On Jan 25, 8:53 pm, Dmitry Shintyakov <shintya...@gmail.com> wrote:
> Everybody, thank you for your attention to my little conjecture.
>
> First of all, I am grateful to Matt and David Bernier for pointing out
> that the conjecture is wrong.
> Actually, it was very hard for me to believe it. I played with this
> problem for a quite long time and the
> perfect double-precision match between x_max and 36*pi/127 completely
> convinced me that the match is exact.
>
> First I thought that there can be some software glitch and tried to
> repeat your calculations for x = 36*Pi/127 - 1E-54,
> using 2000-bit (600 decimal digits) floats (quite an overkill huh).

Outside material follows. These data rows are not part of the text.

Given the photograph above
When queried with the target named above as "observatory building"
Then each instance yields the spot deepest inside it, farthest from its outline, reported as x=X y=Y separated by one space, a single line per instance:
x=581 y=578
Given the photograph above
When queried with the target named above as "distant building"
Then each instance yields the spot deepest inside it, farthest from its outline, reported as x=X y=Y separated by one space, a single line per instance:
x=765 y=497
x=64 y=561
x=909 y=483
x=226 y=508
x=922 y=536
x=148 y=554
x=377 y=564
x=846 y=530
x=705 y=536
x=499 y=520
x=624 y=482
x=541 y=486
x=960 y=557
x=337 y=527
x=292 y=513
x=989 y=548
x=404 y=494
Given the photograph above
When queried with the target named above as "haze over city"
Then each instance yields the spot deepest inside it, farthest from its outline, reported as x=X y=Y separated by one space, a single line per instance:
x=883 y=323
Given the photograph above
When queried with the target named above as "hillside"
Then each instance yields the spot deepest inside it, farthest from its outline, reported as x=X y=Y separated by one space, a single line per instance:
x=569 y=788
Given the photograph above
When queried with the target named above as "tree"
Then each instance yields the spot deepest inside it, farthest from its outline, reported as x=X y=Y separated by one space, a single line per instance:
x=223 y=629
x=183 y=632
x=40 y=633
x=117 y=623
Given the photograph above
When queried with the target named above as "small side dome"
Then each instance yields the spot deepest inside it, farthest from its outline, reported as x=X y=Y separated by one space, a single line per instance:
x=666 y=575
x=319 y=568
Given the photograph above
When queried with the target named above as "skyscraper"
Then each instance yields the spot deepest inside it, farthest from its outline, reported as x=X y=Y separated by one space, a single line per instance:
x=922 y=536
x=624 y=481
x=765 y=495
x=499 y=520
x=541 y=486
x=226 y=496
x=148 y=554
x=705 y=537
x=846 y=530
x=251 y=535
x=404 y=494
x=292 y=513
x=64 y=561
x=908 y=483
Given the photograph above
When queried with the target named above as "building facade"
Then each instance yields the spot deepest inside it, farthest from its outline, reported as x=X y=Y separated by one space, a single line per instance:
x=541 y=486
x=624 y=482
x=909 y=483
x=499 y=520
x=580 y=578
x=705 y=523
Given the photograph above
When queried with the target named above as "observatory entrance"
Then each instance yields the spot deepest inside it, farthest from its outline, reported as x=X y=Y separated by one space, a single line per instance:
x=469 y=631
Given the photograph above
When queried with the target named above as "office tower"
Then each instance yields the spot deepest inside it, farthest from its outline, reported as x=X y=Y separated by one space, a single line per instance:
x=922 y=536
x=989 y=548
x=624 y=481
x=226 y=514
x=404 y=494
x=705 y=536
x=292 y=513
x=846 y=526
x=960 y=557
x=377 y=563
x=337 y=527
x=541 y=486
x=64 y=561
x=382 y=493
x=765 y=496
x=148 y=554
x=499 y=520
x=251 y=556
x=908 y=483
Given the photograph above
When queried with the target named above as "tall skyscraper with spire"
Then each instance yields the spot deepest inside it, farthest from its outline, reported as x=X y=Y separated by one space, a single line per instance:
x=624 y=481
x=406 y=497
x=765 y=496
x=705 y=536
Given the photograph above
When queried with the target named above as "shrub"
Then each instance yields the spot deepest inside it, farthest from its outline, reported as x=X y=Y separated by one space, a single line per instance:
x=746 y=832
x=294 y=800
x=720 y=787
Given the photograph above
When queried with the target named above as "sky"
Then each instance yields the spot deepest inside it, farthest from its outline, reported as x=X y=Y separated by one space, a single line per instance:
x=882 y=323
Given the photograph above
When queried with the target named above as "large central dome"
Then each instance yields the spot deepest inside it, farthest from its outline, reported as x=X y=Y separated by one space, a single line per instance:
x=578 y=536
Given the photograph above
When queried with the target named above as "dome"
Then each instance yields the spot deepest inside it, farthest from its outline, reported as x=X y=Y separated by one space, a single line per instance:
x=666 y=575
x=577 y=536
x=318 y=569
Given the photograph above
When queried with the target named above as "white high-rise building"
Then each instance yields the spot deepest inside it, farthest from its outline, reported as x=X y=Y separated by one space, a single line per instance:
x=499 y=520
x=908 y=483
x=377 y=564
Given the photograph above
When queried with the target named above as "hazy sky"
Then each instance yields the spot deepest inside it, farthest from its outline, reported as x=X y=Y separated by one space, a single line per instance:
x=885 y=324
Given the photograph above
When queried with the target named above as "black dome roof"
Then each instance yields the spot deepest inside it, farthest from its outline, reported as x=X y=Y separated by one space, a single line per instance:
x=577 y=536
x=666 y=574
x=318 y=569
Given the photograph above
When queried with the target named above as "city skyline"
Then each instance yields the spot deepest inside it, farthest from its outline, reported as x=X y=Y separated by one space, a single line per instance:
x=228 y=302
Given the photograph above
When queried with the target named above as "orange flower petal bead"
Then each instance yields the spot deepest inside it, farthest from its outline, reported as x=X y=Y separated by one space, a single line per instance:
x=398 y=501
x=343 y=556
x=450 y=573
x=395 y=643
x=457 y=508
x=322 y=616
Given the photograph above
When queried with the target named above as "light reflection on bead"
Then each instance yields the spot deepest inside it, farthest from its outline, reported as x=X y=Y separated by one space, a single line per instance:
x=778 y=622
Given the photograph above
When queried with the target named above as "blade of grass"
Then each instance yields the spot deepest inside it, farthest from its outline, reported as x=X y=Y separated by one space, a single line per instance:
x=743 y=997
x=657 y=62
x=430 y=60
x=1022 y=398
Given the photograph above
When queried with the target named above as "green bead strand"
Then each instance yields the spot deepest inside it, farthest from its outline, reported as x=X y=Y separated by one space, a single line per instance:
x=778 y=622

> And I have found no mistake.
>
> After few minutes of calculation, I have made logarithmic graphs of
> differential quotient at very small
> scales of dx (from 1E-200 to 1E-20), and this became obvious.

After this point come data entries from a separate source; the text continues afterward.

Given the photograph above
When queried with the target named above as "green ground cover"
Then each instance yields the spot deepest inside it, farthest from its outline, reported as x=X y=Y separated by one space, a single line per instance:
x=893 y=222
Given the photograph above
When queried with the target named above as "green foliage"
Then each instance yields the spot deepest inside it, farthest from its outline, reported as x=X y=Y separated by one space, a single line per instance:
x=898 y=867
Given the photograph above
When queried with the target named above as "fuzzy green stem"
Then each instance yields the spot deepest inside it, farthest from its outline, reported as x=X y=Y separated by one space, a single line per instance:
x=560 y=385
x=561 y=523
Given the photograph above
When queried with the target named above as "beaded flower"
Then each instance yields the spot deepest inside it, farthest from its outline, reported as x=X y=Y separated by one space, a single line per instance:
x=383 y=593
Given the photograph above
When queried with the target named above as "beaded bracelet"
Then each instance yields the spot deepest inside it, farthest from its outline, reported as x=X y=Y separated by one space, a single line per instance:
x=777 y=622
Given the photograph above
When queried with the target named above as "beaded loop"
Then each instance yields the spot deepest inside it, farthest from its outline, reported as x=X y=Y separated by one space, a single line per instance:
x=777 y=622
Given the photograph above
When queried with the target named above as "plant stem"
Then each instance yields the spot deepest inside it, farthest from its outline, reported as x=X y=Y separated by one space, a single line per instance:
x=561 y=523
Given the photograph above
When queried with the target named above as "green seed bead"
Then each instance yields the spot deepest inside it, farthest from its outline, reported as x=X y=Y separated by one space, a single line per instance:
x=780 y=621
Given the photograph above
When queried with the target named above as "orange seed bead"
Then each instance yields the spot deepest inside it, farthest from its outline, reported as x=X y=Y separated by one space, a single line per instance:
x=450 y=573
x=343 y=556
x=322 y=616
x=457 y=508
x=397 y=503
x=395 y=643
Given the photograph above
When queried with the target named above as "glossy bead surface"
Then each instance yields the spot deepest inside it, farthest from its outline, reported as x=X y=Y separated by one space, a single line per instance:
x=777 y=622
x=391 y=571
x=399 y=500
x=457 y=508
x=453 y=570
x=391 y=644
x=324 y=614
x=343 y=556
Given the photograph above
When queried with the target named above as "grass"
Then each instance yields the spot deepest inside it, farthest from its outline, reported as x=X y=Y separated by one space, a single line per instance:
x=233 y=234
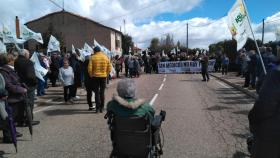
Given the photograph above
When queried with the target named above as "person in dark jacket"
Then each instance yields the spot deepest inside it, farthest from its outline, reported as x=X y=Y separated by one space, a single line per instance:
x=26 y=72
x=16 y=89
x=87 y=81
x=126 y=104
x=269 y=60
x=77 y=68
x=264 y=118
x=204 y=68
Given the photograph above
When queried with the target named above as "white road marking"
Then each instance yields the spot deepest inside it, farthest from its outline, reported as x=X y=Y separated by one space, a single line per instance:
x=45 y=108
x=161 y=87
x=154 y=99
x=50 y=100
x=222 y=84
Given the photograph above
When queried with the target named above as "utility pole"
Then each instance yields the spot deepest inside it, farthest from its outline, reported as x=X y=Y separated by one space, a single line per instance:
x=187 y=38
x=124 y=25
x=263 y=32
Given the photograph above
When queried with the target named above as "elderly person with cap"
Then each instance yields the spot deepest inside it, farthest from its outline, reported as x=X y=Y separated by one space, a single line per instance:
x=16 y=89
x=99 y=67
x=126 y=104
x=26 y=72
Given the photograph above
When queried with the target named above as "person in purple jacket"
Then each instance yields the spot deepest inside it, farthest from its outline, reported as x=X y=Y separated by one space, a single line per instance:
x=16 y=90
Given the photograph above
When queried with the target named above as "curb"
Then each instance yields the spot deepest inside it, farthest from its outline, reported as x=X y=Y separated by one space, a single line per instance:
x=251 y=94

> Here they are:http://dmishin.blogspot.com/2009/01/36127-conjecture-failed.html
>
> This graph helped me to find better counter-example:
>
> x = 36*Pi/127 - 1.998e-29
>
> This gives f(x) - f(36*Pi/127) \approx 3.06E-32. It seems to be best
> approximation to x_max for now.

Yes, I belatedly ran my program again at a "higher resolution" and it
came up with the same x-value as I posted elsewhere in this thread a
while ago (and was subsequently extended by Robert Israel), namely

x = 0.8905302010175791857059461558702704369...

which differs from 36*pi/127 by, as you say, about 1.998E-29. My
program is not absolutely guaranteed to find the global maximum, but
based on my results I'm, let's say, about 75% confident that this
really is the best that can be achieved (to the given precision).